Identity Columns (only for Row Tables)

TIBCO ComputeDB supports both GENERATED ALWAYS and GENERATED BY DEFAULT identity columns only for BIGINT and INTEGER data types. The START WITH and INCREMENT BY clauses are supported only for GENERATED BY DEFAULT identity columns.

For a GENERATED ALWAYS identity column, TIBCO ComputeDB increments the default value on every insertion, and stores the incremented value in the column. You cannot insert a value directly into a GENERATED ALWAYS identity column, and you cannot update a value in a GENERATED ALWAYS identity column. Instead, you must either specify the DEFAULT keyword when inserting data into the table or you must leave the identity column out of the insertion column list.

Consider a table with the following column definition:

create table greetings (i int generated always as identity, ch char(50)) using row;

You can insert rows into the table using either the DEFAULT keyword or by omitting the identity column from the INSERT statement:

insert into greetings values (DEFAULT, 'hello');
insert into greetings(ch) values ('hi');

The values that TIBCO ComputeDB automatically generates for a GENERATED ALWAYS identity column are unique.

For a GENERATED BY DEFAULT identity column, TIBCO ComputeDB increments and uses a default value for an INSERT only when no explicit value is given. To use the generated default value, either specify the DEFAULT keyword when inserting into the identity column or leave the identity column out of the INSERT column list.

In contrast to GENERATED ALWAYS identity columns, with a GENERATED BY DEFAULT column you can specify an identity value to use instead of the generated default value. To specify a value, include it in the INSERT statement.

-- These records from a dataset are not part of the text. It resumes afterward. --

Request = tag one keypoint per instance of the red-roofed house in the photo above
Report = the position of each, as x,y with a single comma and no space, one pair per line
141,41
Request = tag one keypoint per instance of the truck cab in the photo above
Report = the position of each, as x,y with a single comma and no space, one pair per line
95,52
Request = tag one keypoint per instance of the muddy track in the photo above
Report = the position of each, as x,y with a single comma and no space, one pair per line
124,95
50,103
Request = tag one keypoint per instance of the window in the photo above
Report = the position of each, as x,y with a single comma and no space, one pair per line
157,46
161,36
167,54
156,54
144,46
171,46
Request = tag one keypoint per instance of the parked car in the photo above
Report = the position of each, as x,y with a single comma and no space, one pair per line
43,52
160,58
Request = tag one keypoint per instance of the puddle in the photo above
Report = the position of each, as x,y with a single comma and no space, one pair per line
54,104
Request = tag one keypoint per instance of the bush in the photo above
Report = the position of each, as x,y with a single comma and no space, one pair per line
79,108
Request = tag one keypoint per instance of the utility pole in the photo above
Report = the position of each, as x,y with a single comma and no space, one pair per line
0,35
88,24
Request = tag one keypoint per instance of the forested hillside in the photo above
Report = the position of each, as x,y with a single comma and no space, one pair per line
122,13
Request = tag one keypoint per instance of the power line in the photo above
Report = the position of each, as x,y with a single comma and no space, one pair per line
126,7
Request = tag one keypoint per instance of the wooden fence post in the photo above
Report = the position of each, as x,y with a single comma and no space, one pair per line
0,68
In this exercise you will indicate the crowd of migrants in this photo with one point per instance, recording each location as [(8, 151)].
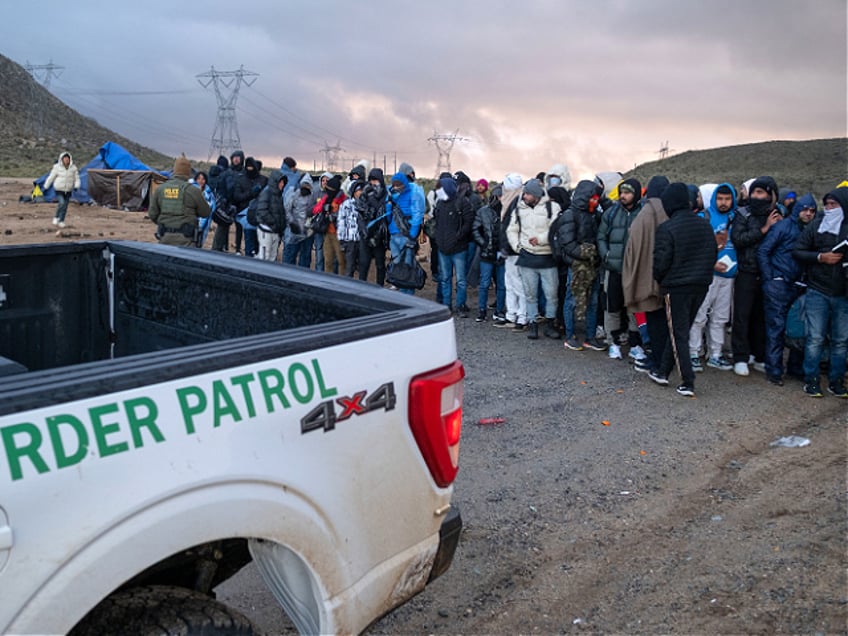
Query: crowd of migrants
[(666, 271)]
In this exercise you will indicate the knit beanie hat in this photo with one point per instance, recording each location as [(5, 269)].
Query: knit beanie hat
[(334, 183), (534, 188), (182, 167), (675, 197)]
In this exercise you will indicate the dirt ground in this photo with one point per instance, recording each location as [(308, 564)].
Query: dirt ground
[(604, 503)]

For example, consider a table created using the statement:

create table greetings (i int generated by default as identity, ch char(50)); 

The following statement specifies the value “1” for the identity column:

insert into greetings values (1, 'hi'); 

These statements both use generated default values:

insert into greetings values (DEFAULT, 'hello');
insert into greetings(ch) values ('bye');

Although the automatically-generated values in a GENERATED BY DEFAULT identity column are unique, a GENERATED BY DEFAULT column does not guarantee unique identity values for all rows in the table. For example, in the above statements, the rows containing “hi” and “hello” both have an identity value of “1.” This occurs because the generated column starts at “1” and the user-specified value was also “1.”

To avoid duplicating identity values (for example, during an import operation), you can use the START WITH clause to specify the first identity value that TIBCO ComputeDB should assign and increment. Or, you can use a primary key or a unique constraint on the GENERATED BY DEFAULT identity column to check for and disallow duplicates.

By default, the initial value of a GENERATED BY DEFAULT identity column is 1, and the value is incremented by 1 for each INSERT. Use the optional START WITH clause to specify a new initial value. Use the optional INCREMENT BY clause to change the increment value used during each INSERT.